The Judicial and Legal Services Commission(JLSC)decided Grant-Bethell was not fit for the job because of an unfavorable report it received from the Security Intelligence Branch(SIB)of the police force.
The commission did not give Grant-Bethell the opportunity to defend herself against the allegations contained in the report.
However, it decided to recommend that Grant-Bethell be transferred from the Office of the Attorney General(OAG)and be”promoted”to deputy law reform and review commissioner.
Two weeks ago, Senior Supreme Court Justice Jon Isaacs said that the Judicial and Legal Services Commission used a flawed process in reviewing Grant-Bethell’s application for the position. However, he declined to order that she remain in the Office of the Attorney General because the attorney general has the constitutional right to permit whomever he chose to prosecute on his behalf and he had already demonstrated a disinclination for her to practice.
It was for this reason that Grant’Bethell’s lawyer, Wayne Munroe, said that she ought to be awarded costs for the action.
Munroe suggested that the court could either order that the JLSC and OAG share the costs or that the JLSC pay the costs without making an order with respect to the Office of the Attorney General or that the JLSC pay the costs of the Office of the Attorney General.
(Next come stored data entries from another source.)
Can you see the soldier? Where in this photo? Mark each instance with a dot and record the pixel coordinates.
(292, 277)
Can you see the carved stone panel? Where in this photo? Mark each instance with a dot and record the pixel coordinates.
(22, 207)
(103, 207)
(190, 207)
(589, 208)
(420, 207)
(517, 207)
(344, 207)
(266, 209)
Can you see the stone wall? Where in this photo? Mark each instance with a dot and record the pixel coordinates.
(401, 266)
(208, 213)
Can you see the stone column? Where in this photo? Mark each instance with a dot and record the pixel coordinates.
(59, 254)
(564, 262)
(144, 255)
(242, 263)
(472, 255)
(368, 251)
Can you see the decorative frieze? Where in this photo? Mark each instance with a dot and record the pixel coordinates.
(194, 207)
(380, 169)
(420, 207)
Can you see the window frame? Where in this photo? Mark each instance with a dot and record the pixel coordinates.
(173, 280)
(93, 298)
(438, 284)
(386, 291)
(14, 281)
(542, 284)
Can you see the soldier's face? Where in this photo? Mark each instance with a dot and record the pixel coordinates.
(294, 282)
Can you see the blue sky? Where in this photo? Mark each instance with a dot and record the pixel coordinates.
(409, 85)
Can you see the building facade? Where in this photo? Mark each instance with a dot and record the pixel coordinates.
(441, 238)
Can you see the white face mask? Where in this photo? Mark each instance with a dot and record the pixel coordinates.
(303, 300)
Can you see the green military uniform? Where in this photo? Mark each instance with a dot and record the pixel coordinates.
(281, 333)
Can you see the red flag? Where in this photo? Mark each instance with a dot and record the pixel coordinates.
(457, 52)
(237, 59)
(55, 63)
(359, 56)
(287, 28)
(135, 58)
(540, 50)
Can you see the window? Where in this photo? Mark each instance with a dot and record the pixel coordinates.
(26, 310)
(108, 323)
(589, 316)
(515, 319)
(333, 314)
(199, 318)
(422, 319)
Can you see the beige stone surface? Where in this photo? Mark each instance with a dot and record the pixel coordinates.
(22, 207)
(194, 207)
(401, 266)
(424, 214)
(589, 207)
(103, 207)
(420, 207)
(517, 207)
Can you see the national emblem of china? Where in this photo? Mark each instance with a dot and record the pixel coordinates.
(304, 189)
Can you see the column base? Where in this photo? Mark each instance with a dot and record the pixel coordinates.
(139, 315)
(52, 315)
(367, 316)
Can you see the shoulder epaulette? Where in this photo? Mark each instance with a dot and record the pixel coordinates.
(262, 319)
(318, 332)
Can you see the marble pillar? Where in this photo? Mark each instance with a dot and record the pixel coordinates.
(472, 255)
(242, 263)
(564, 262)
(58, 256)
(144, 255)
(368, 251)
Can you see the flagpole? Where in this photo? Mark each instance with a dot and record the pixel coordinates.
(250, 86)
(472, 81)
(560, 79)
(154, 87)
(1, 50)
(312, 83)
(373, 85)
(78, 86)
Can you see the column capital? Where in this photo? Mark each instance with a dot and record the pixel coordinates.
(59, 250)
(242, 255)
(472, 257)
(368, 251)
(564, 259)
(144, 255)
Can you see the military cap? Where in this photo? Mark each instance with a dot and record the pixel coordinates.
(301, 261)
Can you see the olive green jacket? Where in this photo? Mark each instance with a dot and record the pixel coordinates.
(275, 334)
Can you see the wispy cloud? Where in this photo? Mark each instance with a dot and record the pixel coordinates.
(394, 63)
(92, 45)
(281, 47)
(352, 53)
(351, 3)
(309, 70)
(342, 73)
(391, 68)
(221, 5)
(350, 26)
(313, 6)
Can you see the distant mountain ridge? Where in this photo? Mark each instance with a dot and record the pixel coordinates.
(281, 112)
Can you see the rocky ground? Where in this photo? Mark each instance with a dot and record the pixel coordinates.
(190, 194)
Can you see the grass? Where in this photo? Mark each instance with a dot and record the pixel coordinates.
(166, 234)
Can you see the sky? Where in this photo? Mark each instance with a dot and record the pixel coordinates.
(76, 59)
However, lawyers for the JLSC and OAG disagreed with this position, arguing that Grant-Bethell should be responsible for the legal fees because her lawsuit failed.
Thomas Evans, QC, who represented the commission, and Brian Simms, QC, who represented the OAG, said any costs awarded to Grant-Bethell would come from the public purse, but they said Grant-Bethell’s court action was mainly a private one.
Evans said,”This is a case where, quite plainly, the private interest of the applicant outweighs the public interest.”
He said that costs with respect to the JLSC should be reduced by 25 percent based on the court’s finding regarding the body.
Simms said the OAG did not participate in the decision-making process, adding that the court made no finding of misconduct against the AG.
Justice Isaacs adjourned to consider the arguments and said a decision would be made soon.